O prolongamento do período de taxa de juros em patamar historicamente elevado está fragilizando a relação entre grandes empresas e investidores e startups do agronegócio, já que os investimentos disponíveis para novos negócios estão menores e mais seletivos.

Dirceu Ferreira Júnior, sócio-líder da PwC Agtech Innovation, admite que o agronegócio passa por uma crise de investimentos. A PwC funciona como um agente que conecta as agtechs às empresas, e o termômetro aponta um “mercado frio”.
“Os juros altos afetam a área de inovação, porque muitas startups estão em busca de investimento, mas o setor está retraído. Algumas companhias com estratégias de Corporate Venture Capital (CVC) desmontam ou reduzem drasticamente seus investimentos”, diz Ferreira.
Silvio Passos, fundador e presidente do conselho do Agroven, diz que há a desaceleração mesmo considerando os juros reais, descontando a inflação. O grupo de membros que Passos lidera é formado por cerca de 250 empresários que investem em agtechs. Segundo ele, a renda fixa é hoje a escolha de preferência da maioria dos investidores.
Para o especialista da PwC, os fundos de venture capital, especializados em investimentos de alto risco, também são impactados, já que dependem dos investidores que colocam dinheiro em busca de oportunidades de mercado. Apesar disso, o panorama não surpreende. “Isso faz parte de uma conjuntura normal quando olhamos o cenário econômico do país”, diz.
Na visão do hub, entre 60% e 70% dos recursos financeiros disponíveis para investimento em startups que existiam no mercado oriundos de Corporate Venture Capital (CVC) e Venture Capital secaram, e o mercado está mais seletivo.

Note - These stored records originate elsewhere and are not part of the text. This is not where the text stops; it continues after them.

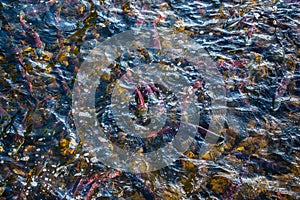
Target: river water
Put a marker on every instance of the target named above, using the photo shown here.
(253, 47)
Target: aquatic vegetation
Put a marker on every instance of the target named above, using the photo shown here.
(255, 47)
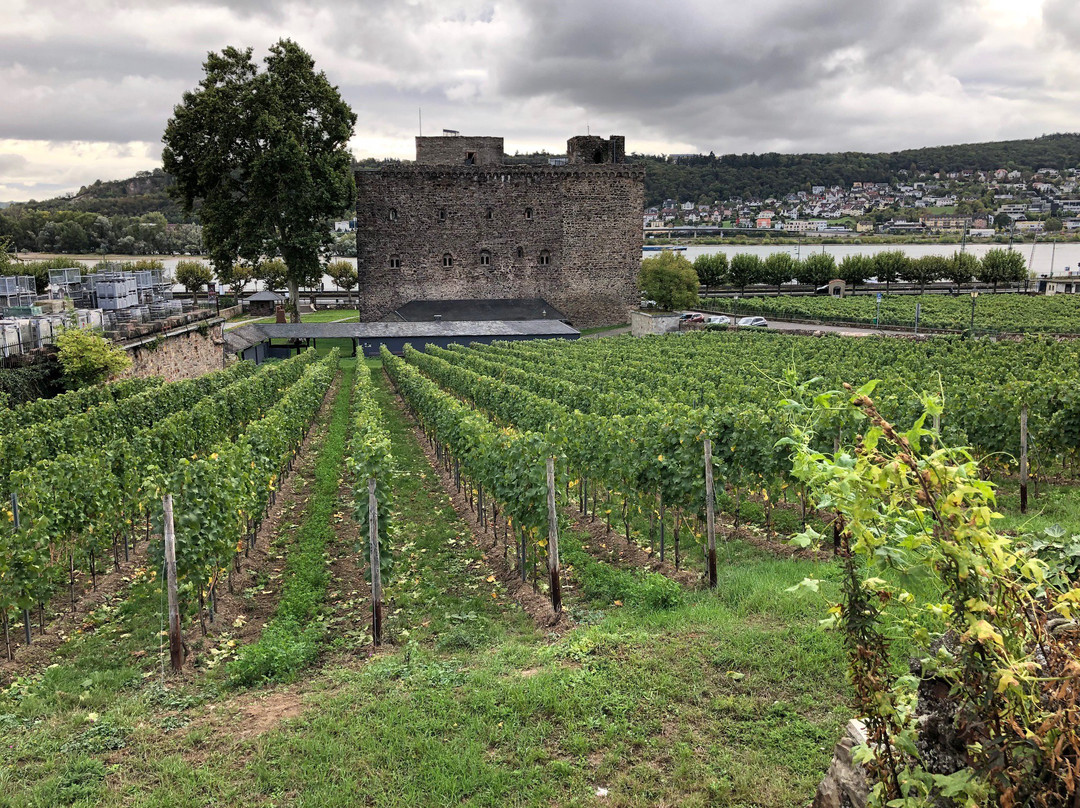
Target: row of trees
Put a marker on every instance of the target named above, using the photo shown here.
(194, 274)
(709, 177)
(81, 231)
(745, 269)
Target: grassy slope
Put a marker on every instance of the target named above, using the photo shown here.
(733, 698)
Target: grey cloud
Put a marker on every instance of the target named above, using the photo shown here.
(772, 75)
(11, 163)
(784, 55)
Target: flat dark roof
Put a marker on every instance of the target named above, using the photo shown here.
(258, 333)
(520, 308)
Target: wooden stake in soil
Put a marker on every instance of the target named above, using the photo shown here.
(175, 638)
(711, 513)
(1023, 459)
(556, 587)
(373, 540)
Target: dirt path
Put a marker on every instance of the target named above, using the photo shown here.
(536, 604)
(259, 566)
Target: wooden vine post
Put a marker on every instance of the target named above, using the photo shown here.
(373, 540)
(556, 587)
(1023, 459)
(26, 613)
(175, 638)
(711, 513)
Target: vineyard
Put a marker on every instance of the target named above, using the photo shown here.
(1009, 313)
(583, 586)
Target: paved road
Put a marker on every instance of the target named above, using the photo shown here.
(848, 331)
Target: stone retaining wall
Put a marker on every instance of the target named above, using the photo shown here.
(180, 357)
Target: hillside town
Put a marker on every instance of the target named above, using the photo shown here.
(976, 203)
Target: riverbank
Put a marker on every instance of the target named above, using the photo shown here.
(811, 240)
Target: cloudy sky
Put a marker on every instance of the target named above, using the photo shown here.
(86, 86)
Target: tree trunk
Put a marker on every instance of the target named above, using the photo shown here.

“O dinheiro está mais escasso e, quando disponível, exige retorno mais rápido. É um mercado mais exigente, e isso é natural. Aconteceu nos EUA e em outros mercados no ecossistema do empreendedorismo”, resume Ferreira.
Thiago Parente, principal executivo da iRancho, agtech de gestão da pecuária que gerencia seis milhões de bovinos, reconhece que o cenário macroeconômico do Brasil está desfavorável ao investimento de risco. “[É difícil] concorrer com o governo, que tem um risco infinitamente inferior do que uma startup oferece”, argumentou. Porém, pontua que o governo não oferece a alavancagem que uma boa startup pode entregar. “Hoje a iRancho tem crescido de 40% a 50% ao ano”, exemplifica.
Em conversas com fundos interessados em sua tecnologia, o executivo identificou que o dinheiro “não está em falta para quem consegue entregar resultado”. A agtech acaba de anunciar uma rodada seed para captar R$ 10 milhões. Em sua trajetória, a iRancho já recebeu um investimento anjo e realizou uma rodada pré-seed, e atualmente fatura cerca de R$ 600 mil por mês.
O novo aporte busca ampliar o faturamento com a criação de uma área específica para desenvolver uma Inteligência Artificial que “conversa com o produtor”. “Estamos consolidados e temos ciência que há interesse na iRancho, e isso gera uma segurança”, sustenta Parente.

Passos, do Agroven, pontua que um investidor qualificado normalmente já trabalha com diferentes níveis de risco. Ele defende que é possível separar uma pequena parte para o Venture Capital, de alto risco, já que uma grande proporção dos recursos em renda fixa gera um alto retorno a baixo risco. “Isso, em parte pode ser direcionado para investimentos de alto risco, aproveitando ativos com valuations descontados pela falta de liquidez”, sustenta Passos.
O número médio de investimentos do AgroVen se mantém em três a quatro aportes por ano, e não deve mudar, avalia. O que mudou até o momento foi o perfil dos investidores: antes, a maior parte do capital vinha de membros pessoa física, mas agora as corporações ampliaram sua participação de 15% para 50% do total investido.
Para 2026, Ferreira não enxerga “calmaria”, já que será ano eleitoral, o que costuma provocar turbulências no mercado financeiro. “Fatores como o dólar, a bolsa e as decisões do Banco Central sobre a taxa Selic ditarão o ritmo do jogo”, antecipa. Esse ambiente deve manter os investimentos retraídos, além de afetar o caixa das novas empresas.